The Films (3.5/5)
Jess Franco died a little over one year ago now in April of 2013, as one of the last remaining auteurs of early EuroCult cinema it was a tragic loss, but being in his mid-80's, and having been in declining health for sometime it was hardly unexpected. If one is to find a silver lining in the dark cloud of Franco's tragic passing it would be that over his very long and prolific career the Spanish director left us with over 200 films to explore and to enjoy for decades to come. Prior to his passing his films began to trickle on to the Blu-ray format with Redemption Films releasing his classics Female Vampire and Exorcism on to the format in October of 2012. However, it would be Ascot-Elite Films with their line of Franco Blu-ray's that have been keeping the maestro's work visible, and in very beautiful Blu-ray editions since late 2013. The series is winding down, and we have decided to go back, and review as many of these titles as time allows as these are some of the most gorgeous cult titles on the market, and they offer a great tribute to the late Jess Franco.
Jack the Ripper was the very first of Jess Franco's that I ever saw on a grey market VHS boot in the late 90's, at the time I had recently discovered the wonderful, weird, and exceedingly violent world of Eurohorror. Franco, at the time Franco was frequently mentioned alongside other Eurohorror luminaries as Fulci, Argento, and Deodato, and I was under the uninformed impression his films would be of a similar nature. At the time I found myself quite disappointed in the film. I revisited the film a number of years later, still not too familiar with Franco, but recently obsessed with the film's star, cinema's favorite psychopath Klaus Kinski who I had discovered during an obsession with the cinema of Werner Herzog. This time I sort of knew what to expect, but was similar unimpressed, coming from the perspective of a fan of Kinski, this was far from the man's best work. His performance while quite good was lost in the bad English dubbing of the time, and although his physical acting in the role was quite menacing, I still gave the film a pass.

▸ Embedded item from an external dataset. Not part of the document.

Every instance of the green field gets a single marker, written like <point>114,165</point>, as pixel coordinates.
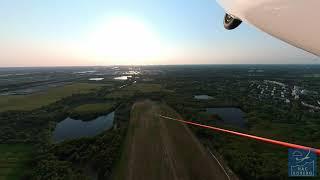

Jack the Ripper has a way of not letting go of me, and when Ascot Elite films released the film on Blu-ray in 2013 I knew I would eventually give the film another go. The first time I was unfamiliar with Franco, the second time I was familiar with Kinski, but still not with Franco, the third time I have now viewed over 20 films (which really isn't a lot), by Franco with this in mind I hoped my perception of the film would be different than it was previously. I am happy to report that Franco's Jack the Ripper and I have finally connected, and while I do view it as a largely imperfect film, it is still quite an entertaining and moody venture for Franco.
The film stars Klaus Kinski as Doctor Dennis Orloff, a caring man who aids the poor and impoverished in the community. At night, however, he is the infamous Jack the Ripper the scourge and slasher of the prostitutes of London. His reign of terror gains the attention of Scotland Yard, who are unable to identify him, and in frustration and fear the girlfriend of one of the detectives takes on the guise of a prostitute hoping to discover the identity of the man known to them as Jack the Ripper.
First things first, this is not a historically accurate Jack the Ripper film. In all likelihood, this is a Jack the Ripper film in name only. the easiest way to figure that out is the last name and profession of the main character, Dr. Orloff. Dr. Orloff is a character that dates back to Franco's fourth film, and first horror success the Awful Dr. Orloff, and was used frequently by the director throughout his career. It is quite likely that the initial spark for this film came to Franco in the guise of another Orloff film, and was altered into a Jack the Ripper film either during pre-production or while the film was in production. The plot of the film offers similarities to prior Orloff entries as well, but if you're going to rip yourself off, you might as well rip off your best stuff.
The film shows a comparatively restrained side of Franco unlike other films of the period, and while viewers who are looking for the more sleazy elements of his cinema will be sure to find them they are not in an abundance. Rather, Franco goes back to the influence of his earlier more gothic films to create something quite moody, atmospheric, and chilling that is sure to delight fans that go into the film with a proper frame of mind.
Ascot Elite Films have now created the Criterion standard for the cinema of Jess Franco on Blu-ray. The 1:78:1 1080p transfer present on this disc is one of the finest appearing transfer of a Franco film I have yet to see, and only compares to other films in Ascot Elite's line of Blu-ray's. The image has excellent clarity, and color. The flesh tones present are accurate, and black levels are inky and deep. There are a few soft spots here and again, but those are to be expected.
Ascot Elite Films have put together a nice slate of extras for their release of Jack the Ripper including audio commentaries, interviews, alternate and deleted scenes, and the films trailer.
Franco's Jack the Ripper took a few viewings over the years to finally impress me, but with a viewing of Ascot-Elite films gorgeous new Blu-ray I have become a fan. The first of their Blu-ray's I have viewed is an absolute stunning experience, and they have truly raised the bar for Franco on Blu-ray. They have included some interesting supplements as well. Jack the Ripper comes HIGHLY RECOMMENDED.